A AKPS informou que sua investigação inicial constatou que a remessa era suspeita de violar o Item 15 do Segundo Anexo da Portaria Aduaneira (Proibição de Exportações) de 2023, que proíbe a exportação direta ou indireta de mercadorias para Israel, de acordo com a política do governo da Malásia.
A agência de fronteiras observou que a investigação continuava em conjunto com as autoridades competentes para determinar a natureza, as especificações, o uso pretendido e a classificação das mercadorias. Também será determinado se a remessa contém itens estratégicos sujeitos a controles nos termos da Lei de Comércio Estratégico de 2010 da Malásia e legislação relacionada.
“A Malásia não vai tolerar qualquer ação que viole políticas, sanções e leis do país relativas a Israel”, afirmou a agência, acrescentando que qualquer tentativa de exportar mercadorias direta ou indiretamente para Israel, em violação à legislação e à política governamental da Malásia, enfrentaria “medidas de fiscalização rigorosas”.
O primeiro-ministro da Malásia, Anwar Ibrahim, escreveu no X que a medida demonstrou a determinação do governo em impedir que se torne um canal de comércio de apoio às ações de Israel contra os palestinos.
“Isso também está de acordo com os compromissos da Malásia com o Grupo de Haia e com a proibição em vigor desde dezembro de 2023 da utilização de portos do país por navios israelenses e navios que transportem carga para Israel”, afirmou Anwar em comunicado. Acrescentou que a Malásia continuaria a defender “os princípios da humanidade, da justiça e do direito internacional” em defesa dos direitos dos palestinos.
O Grupo de Haia, um fórum multilateral fundado em janeiro de 2025 para a ação coordenada de governos em defesa do direito internacional, comemorou a apreensão.
O grupo afirmou que a ação deu “efeito prático” às obrigações decorrentes do parecer consultivo da Corte Internacional de Justiça de julho de 2024, que exige que governos não prestem ajuda ou assistência na manutenção da situação criada por Israel em território palestino ocupado.
Em comunicado, Varsha Gandikota-Nellutla, secretária executiva do Grupo de Haia, afirmou que a detenção demonstrou que o direito internacional precisa ser aplicado por meio de ações concretas.
“Ao interceptar a carga, a Malásia cumpriu as obrigações que vinculam todos os Estados-membros da ONU nos termos do direito internacional”, disse ela, ao mesmo tempo em que exortou outros governos a se juntar ao Grupo de Haia.

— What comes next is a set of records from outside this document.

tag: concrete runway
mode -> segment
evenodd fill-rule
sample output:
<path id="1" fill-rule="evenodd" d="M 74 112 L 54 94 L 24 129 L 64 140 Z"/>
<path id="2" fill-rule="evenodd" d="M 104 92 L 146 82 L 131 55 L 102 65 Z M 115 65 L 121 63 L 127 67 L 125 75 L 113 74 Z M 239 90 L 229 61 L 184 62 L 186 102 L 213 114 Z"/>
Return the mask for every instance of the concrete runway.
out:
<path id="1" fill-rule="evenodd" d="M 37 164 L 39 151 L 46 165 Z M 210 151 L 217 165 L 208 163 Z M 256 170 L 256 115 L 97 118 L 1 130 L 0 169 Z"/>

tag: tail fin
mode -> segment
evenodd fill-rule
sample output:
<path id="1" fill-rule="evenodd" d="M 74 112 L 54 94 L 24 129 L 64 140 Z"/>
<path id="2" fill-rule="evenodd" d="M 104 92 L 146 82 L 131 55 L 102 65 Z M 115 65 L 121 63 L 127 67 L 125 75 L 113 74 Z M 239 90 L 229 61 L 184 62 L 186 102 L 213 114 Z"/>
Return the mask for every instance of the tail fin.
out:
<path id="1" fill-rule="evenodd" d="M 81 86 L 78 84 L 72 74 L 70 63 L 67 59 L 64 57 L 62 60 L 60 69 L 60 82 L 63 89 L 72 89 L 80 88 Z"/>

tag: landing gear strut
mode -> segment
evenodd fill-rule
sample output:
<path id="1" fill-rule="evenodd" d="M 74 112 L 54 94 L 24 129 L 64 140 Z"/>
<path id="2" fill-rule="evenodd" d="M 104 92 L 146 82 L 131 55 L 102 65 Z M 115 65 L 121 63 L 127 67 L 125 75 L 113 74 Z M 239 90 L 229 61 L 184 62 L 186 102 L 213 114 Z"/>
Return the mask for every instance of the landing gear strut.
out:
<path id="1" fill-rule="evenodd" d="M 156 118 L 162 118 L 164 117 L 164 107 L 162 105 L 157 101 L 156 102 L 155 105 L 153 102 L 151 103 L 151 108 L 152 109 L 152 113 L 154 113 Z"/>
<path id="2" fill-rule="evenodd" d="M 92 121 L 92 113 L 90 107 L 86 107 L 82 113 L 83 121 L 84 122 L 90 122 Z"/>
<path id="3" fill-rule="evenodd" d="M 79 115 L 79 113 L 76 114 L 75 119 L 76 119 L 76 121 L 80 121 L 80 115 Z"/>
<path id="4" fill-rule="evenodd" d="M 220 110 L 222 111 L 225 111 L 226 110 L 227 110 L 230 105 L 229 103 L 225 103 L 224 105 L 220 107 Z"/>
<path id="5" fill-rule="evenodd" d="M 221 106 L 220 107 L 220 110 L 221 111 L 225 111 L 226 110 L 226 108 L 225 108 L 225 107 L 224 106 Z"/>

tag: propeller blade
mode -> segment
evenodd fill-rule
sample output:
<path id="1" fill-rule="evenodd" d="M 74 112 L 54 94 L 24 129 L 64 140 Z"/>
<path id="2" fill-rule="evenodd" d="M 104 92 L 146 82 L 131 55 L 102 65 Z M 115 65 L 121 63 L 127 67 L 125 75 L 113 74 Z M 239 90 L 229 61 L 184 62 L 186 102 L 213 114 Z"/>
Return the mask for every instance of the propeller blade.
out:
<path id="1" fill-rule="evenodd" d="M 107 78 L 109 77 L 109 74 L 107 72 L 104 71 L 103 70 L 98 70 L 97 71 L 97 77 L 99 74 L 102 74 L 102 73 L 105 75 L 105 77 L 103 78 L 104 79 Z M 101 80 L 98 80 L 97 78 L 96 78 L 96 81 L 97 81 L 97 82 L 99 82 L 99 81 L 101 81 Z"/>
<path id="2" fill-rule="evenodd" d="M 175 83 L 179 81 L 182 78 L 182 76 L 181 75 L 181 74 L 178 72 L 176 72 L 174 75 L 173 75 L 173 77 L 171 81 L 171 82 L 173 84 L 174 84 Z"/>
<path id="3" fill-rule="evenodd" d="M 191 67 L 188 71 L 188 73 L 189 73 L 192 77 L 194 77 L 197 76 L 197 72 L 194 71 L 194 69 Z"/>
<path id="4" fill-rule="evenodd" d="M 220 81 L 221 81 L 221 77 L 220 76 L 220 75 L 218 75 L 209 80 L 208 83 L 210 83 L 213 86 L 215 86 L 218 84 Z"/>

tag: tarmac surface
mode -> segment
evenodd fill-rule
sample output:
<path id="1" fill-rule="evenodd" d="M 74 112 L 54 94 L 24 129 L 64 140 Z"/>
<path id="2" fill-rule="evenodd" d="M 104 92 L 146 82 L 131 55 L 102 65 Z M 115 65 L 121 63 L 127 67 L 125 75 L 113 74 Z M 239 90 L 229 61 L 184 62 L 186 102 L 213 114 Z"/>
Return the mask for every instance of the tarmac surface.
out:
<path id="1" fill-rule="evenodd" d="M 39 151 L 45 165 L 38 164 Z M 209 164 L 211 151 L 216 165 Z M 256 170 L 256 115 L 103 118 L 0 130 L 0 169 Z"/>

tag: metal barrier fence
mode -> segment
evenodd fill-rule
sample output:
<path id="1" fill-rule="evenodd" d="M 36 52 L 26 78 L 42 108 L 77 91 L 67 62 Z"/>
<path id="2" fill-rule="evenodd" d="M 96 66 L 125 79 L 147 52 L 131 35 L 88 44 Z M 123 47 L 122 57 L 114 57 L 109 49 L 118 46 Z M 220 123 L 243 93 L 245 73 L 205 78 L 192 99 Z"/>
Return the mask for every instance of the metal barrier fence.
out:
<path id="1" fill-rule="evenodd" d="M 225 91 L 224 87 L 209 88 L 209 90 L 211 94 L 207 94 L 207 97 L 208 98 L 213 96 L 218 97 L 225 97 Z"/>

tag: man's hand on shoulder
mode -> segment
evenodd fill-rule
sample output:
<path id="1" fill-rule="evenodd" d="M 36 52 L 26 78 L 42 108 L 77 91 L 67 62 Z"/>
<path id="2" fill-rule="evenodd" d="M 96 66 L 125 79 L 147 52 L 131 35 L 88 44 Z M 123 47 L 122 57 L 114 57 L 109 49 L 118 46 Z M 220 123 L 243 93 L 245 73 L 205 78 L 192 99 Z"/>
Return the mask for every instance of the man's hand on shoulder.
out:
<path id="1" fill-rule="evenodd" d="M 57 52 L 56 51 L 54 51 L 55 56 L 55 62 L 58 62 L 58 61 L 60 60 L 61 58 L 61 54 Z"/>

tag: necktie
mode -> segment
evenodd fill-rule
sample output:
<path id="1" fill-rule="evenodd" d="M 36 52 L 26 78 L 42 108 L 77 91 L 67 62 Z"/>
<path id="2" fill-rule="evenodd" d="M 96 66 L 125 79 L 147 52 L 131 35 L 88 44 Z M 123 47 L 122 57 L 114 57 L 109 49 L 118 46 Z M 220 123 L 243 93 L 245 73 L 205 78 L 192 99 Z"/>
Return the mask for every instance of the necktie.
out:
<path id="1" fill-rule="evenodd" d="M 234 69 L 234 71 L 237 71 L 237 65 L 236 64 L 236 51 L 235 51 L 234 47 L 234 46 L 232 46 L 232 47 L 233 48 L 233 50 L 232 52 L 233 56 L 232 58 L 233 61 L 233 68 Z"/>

A apreensão também ocorre em meio a um exame crescente das cadeias de abastecimento internacionais ligadas à Elbit Systems. Um relatório da Anistia Internacional publicado em 30 de julho constatou que 2.596 remessas de armas, munições, peças e componentes foram enviadas da Índia para Israel entre 7 de outubro de 2023 e 30 de novembro de 2025.
A investigação da Anistia identificou empresas de defesa israelenses, incluindo a Elbit Systems, entre os destinatários das remessas indianas relacionadas a assuntos militares. O relatório indicou que as remessas incluíam projéteis de artilharia de alto poder explosivo de 155 mm fornecidos à Elbit Systems, bem como ogivas explosivas para a munição vagante SkyStriker da empresa. A Índia foi alertada a encerrar negócios relacionados à defesa com a Elbit e outras empresas israelenses citadas no relatório.
A organização internacional de direitos humanos informou em dezembro que o Holger G, um navio de bandeira portuguesa, partiu da Índia com 440 toneladas de componentes para bombas de morteiro, projéteis e aço de uso militar com destino a Haifa. A organização afirmou ter verificado que a carga incluía ligas metálicas utilizadas em projéteis de artilharia e, provavelmente, componentes para mísseis e foguetes, e deveria ser entregue à Elbit Systems e à sua subsidiária, a IMI Systems.
Esta matéria foi atualizada com o comunicado de imprensa da No Harbour for Genocide.